Maio, o mês de todos os desesperados. Quando todos os viciados em namoro e criaturas afins jogam-se nas baladas e nos sites de relacionamento em completo estado de pânico pela possibilidade de, no dia 12 do mês seguinte, não ganhar nenhum presente ou cartão meloso.
Nesse mês bizarro, enquanto todos os encantadores solteiros e, principalmente, solteiras correm sedentos atrás de um dedo anelar vago, os namorados refletem se essa data tão encantadora seria mesmo motivo para se comemorar.
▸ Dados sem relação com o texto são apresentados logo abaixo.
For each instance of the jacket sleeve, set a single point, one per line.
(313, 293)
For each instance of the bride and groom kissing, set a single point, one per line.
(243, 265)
Afinal, a suposta metade da laranja nem sempre parece se encaixar tão bem à nossa. As vezes, flores, chocolate e ursinho parecem ser menos apropriados que um hipoglos para dores de pé-na-bunda.
Mas nem todos os namorandos estão pensativos. Alguns deles estão acostumados demais para cogitar a idéia de não ter quem lhes dê uma caixa de doces em forma de coração. Aliás, eles não se incomodariam de ganhar menos q um bombom podre, qualquer coisa seria desculpa o bastante para conseguir ignorar o formigamento que seu pé sente quando vê o traseiro do “ser amado”.
E, claro, não se pode esquecer dos “outros”. Por mais que, infiltrados nos relacionamentos alheios, não recebem seu devido reconhecimento. Eles, postos de lado, como muitas vezes são, vêem o dia 12 como mais um desses momentos. Sozinhos em casa, preferem locar os filmes menos românticos possíveis, prepararem uma panela de brigadeiro, passar o dia deitados mas com o mais profundo desejo de entrar em coma até o dia 13.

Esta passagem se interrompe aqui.